O TPI investiga quem quer que se envolva em condutas que violem o Estatuto de Roma.Foto: Vincent Isore/IP3press/imago images

Terreno fértil para os processos do TPI

África tem vivido muitas guerras e conflitos ao longo das últimas duas décadas e meia e muitas vezes foram cometidas atrocidades graves contra civis.

O TPI investiga quem quer que se envolva em condutas que violem o Estatuto de Roma, o tratado fundador do tribunal, que concede jurisdição sobre quatro crimes principais - o crime de genocídio, os crimes contra a humanidade, os crimes de guerra e o crime de agressão.

A África continua a ser o centro das atenções no que diz respeito a potenciais crimes de guerra e crimes contra a humanidade, uma vez que os conflitos continuam a grassar.

Na semana passada, o procurador do TPI, Karim Khan, disse ao Conselho de Segurança da ONU que está a decorrer uma investigação sobre os combates entre as forças armadas sudanesas e as forças paramilitares de apoio rápido (RSF).

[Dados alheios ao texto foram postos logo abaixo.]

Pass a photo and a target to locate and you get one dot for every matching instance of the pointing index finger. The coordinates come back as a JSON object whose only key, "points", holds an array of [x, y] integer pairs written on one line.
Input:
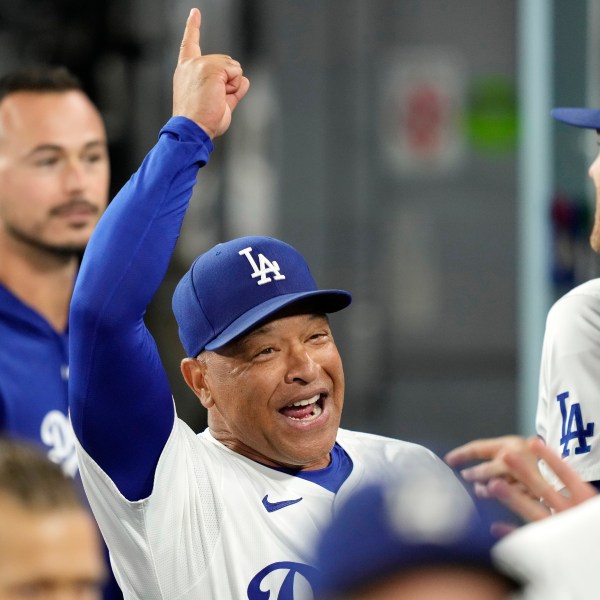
{"points": [[190, 44]]}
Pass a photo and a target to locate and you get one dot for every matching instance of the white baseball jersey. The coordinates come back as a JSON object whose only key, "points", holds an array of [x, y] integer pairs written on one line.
{"points": [[568, 413], [558, 556], [219, 526]]}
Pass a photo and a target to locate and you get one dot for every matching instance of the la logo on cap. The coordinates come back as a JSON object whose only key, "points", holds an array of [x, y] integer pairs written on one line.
{"points": [[264, 268]]}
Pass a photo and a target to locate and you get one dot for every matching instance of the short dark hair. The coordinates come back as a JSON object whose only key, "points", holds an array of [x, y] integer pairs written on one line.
{"points": [[31, 479], [39, 79]]}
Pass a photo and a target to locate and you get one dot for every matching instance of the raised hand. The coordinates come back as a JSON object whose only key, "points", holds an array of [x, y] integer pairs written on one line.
{"points": [[490, 452], [533, 498], [206, 88]]}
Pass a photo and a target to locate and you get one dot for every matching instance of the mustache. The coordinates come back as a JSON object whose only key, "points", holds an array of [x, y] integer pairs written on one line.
{"points": [[75, 204]]}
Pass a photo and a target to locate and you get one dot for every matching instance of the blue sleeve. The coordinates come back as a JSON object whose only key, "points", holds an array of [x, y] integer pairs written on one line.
{"points": [[119, 396]]}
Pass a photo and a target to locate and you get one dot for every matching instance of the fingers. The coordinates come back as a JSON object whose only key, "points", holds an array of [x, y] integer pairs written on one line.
{"points": [[190, 44], [577, 489], [517, 500], [235, 95], [477, 450]]}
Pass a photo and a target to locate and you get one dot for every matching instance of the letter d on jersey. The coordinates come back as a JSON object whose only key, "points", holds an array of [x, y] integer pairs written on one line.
{"points": [[282, 581], [264, 267]]}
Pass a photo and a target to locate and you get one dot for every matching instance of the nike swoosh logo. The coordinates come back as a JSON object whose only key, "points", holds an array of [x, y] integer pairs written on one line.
{"points": [[273, 506]]}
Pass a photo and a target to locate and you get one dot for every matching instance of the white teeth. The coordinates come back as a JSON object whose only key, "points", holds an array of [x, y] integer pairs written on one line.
{"points": [[305, 402], [317, 410]]}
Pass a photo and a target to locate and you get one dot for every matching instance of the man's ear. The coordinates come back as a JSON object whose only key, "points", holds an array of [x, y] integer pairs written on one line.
{"points": [[194, 373]]}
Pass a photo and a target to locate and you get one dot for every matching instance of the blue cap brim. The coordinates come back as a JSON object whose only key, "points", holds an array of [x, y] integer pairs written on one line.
{"points": [[588, 118], [326, 301]]}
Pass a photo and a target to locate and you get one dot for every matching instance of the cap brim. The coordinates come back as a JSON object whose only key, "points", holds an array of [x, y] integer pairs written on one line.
{"points": [[326, 301], [589, 118]]}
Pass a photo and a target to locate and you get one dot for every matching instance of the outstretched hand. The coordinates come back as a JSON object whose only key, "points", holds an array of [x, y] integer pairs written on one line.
{"points": [[490, 452], [534, 498], [509, 473], [206, 88]]}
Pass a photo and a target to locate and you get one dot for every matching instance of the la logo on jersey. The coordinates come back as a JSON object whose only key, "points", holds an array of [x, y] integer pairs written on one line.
{"points": [[573, 428], [264, 268]]}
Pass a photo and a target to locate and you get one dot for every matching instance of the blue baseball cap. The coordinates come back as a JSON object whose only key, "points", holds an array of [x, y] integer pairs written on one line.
{"points": [[404, 523], [589, 118], [236, 285]]}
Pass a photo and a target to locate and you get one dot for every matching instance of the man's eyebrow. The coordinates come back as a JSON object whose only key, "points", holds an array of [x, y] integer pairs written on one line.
{"points": [[58, 148], [266, 327]]}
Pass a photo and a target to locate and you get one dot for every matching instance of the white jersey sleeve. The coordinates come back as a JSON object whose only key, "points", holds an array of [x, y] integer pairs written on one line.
{"points": [[220, 526], [556, 557], [568, 411]]}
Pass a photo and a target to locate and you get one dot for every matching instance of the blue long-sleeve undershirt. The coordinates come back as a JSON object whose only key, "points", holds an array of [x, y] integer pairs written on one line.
{"points": [[119, 396]]}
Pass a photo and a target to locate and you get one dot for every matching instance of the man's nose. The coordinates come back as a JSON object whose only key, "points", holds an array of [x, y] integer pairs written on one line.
{"points": [[301, 366]]}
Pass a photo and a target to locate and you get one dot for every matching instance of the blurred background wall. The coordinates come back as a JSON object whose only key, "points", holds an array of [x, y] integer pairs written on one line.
{"points": [[384, 139]]}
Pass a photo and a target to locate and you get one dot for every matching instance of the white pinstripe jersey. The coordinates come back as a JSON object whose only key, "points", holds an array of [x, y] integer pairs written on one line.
{"points": [[205, 533], [568, 413]]}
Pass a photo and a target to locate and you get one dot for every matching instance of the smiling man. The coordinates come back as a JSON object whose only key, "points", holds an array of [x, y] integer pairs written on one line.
{"points": [[233, 512]]}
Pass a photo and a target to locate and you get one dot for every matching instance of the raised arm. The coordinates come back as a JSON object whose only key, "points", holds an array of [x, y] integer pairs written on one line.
{"points": [[120, 400]]}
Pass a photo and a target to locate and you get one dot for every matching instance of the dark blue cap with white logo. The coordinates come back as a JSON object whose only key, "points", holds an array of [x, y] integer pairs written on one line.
{"points": [[236, 285], [409, 521], [588, 118]]}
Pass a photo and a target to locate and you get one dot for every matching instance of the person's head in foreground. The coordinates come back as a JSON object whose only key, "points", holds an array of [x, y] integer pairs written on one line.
{"points": [[586, 118], [261, 355], [49, 543], [409, 539]]}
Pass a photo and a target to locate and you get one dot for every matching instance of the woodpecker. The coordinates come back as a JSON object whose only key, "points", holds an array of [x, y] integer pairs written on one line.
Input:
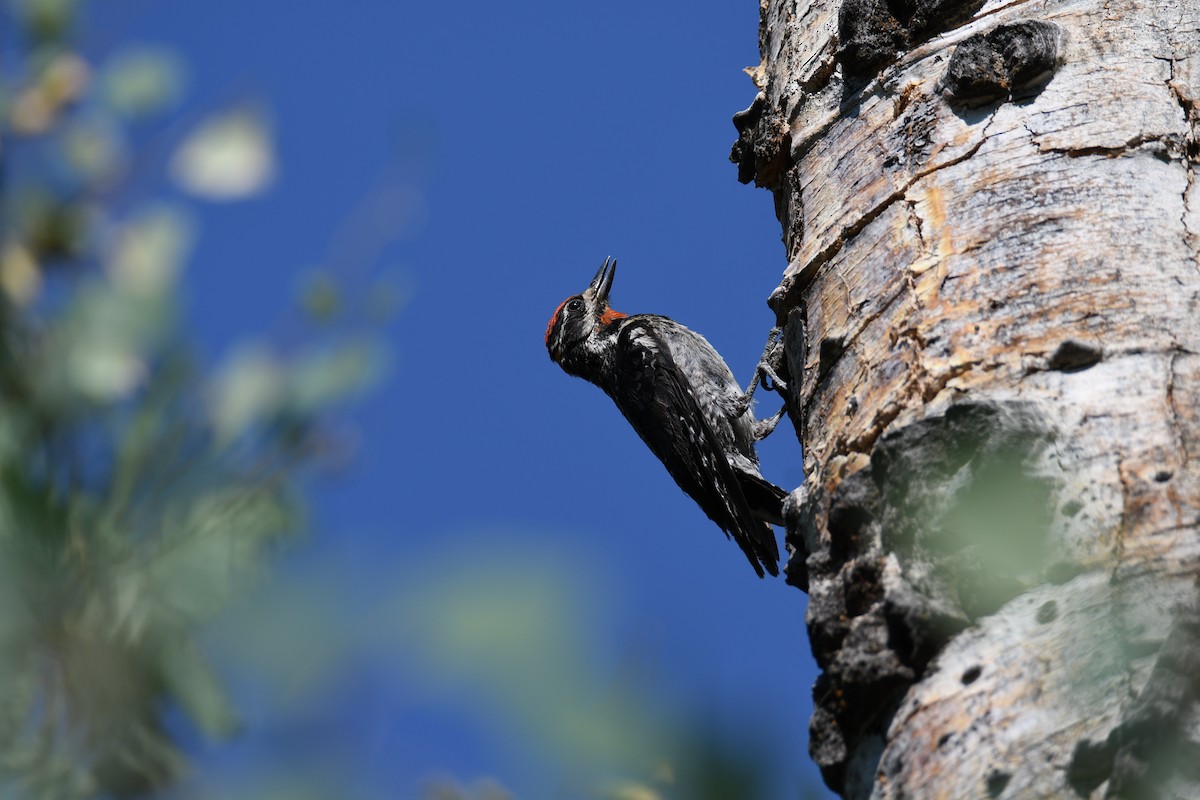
{"points": [[682, 400]]}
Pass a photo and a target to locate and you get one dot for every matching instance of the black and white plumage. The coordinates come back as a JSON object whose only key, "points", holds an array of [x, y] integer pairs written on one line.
{"points": [[682, 400]]}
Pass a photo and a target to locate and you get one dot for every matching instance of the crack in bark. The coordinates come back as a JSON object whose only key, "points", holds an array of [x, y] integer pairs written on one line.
{"points": [[1176, 426], [851, 230]]}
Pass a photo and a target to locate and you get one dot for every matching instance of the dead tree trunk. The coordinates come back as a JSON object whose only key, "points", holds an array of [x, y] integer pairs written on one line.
{"points": [[993, 337]]}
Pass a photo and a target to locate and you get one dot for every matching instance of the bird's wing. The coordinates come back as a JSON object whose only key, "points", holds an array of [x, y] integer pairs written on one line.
{"points": [[663, 408]]}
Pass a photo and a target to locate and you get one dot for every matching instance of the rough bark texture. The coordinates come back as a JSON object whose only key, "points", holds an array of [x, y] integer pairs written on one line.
{"points": [[993, 334]]}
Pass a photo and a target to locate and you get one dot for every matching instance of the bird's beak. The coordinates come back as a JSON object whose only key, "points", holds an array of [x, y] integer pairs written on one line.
{"points": [[601, 283]]}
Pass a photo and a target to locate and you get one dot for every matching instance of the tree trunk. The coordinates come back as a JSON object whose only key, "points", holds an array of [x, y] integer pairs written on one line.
{"points": [[993, 354]]}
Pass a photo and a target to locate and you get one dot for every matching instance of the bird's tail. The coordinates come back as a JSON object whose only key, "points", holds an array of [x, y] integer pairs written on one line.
{"points": [[766, 503], [765, 498]]}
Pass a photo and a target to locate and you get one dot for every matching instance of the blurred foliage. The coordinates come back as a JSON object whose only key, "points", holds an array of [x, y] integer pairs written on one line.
{"points": [[143, 498], [137, 495]]}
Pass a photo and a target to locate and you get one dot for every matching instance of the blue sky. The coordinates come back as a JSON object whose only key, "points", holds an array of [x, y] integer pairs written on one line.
{"points": [[528, 142]]}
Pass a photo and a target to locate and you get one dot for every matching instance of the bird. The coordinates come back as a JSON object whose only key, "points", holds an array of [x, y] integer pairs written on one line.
{"points": [[681, 397]]}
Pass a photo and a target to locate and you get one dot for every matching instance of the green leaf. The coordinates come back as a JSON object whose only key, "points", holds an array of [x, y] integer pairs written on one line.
{"points": [[193, 683], [142, 80], [330, 376], [249, 389]]}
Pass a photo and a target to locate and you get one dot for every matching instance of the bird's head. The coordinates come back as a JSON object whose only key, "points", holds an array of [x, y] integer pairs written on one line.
{"points": [[580, 319]]}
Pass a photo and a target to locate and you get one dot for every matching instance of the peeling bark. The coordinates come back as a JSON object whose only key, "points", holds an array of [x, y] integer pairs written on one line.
{"points": [[991, 316]]}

Tanto o grupo paramilitar como as forças governamentais poderão estar na mira do TPI.

"Já começámos a investigar..... Queremos ser claros e enviar uma mensagem clara a todos os beligerantes, a todos os comandantes, a todos os soldados de infantaria que têm uma arma ou que acreditam que têm poder para fazer o que querem, de que atacar civis, especialmente crianças e mulheres, são crimes proibidos pelo Estatuto de Roma", disse Khan.

Cerca de 30 casos perante o TPI envolvem indivíduos africanos.Foto: Piroschka van de Wouw/AP Photo/picture alliance

As relações entre África e o TPI precisam de ser reformadas

Em setembro passado, o senegalês Macky Sall liderou uma delegação africana que manteve conversações com o presidente do TPI, o juiz Piotr Hofmanski, para melhorar as relações.

Seini disse que o mais importante é procurar ajuda para reforçar os sistemas legais e de justiça em África, para que as vítimas sejam ouvidas.

"Por isso, o que eu recomendo é que façamos o que pudermos para reforçar os nossos sistemas e torná-los mais orientados para a justiça, mais orientados para a lei e não para o culto das pessoas. Basicamente, é aí que reside o nosso problema", afirmou.

O TPI continua a enfrentar muitos desafios, algo que o seu procurador principal, Karim Khan, admite aquando da comemoração do 25º aniversário, este ano.

"A nossa vontade de evoluir, o nosso empenho em melhorar o nosso trabalho e a nossa determinação em obter resultados serão fundamentais para aprofundar o impacto da justiça penal internacional no próximo quarto de século", afirmou Khan numa declaração para assinalar o aniversário de 17 de julho.

Atilla Kisla, líder do Cluster de Justiça Internacional no Centro de Litígio da África Austral, disse à DW que o TPI não deve hesitar em melhorar os seus sistemas para ganhar o apoio dos seus países membros.

"O TPI cometeu erros? De certeza que sim. E será que o TPI precisa de ser melhorado e reformado? Sem dúvida. E o TPI está atualmente a passar por um processo de reforma, e só podemos encorajar os Estados Partes, como a África do Sul, a envolverem-se ativamente nesse processo de reforma", disse Kisla.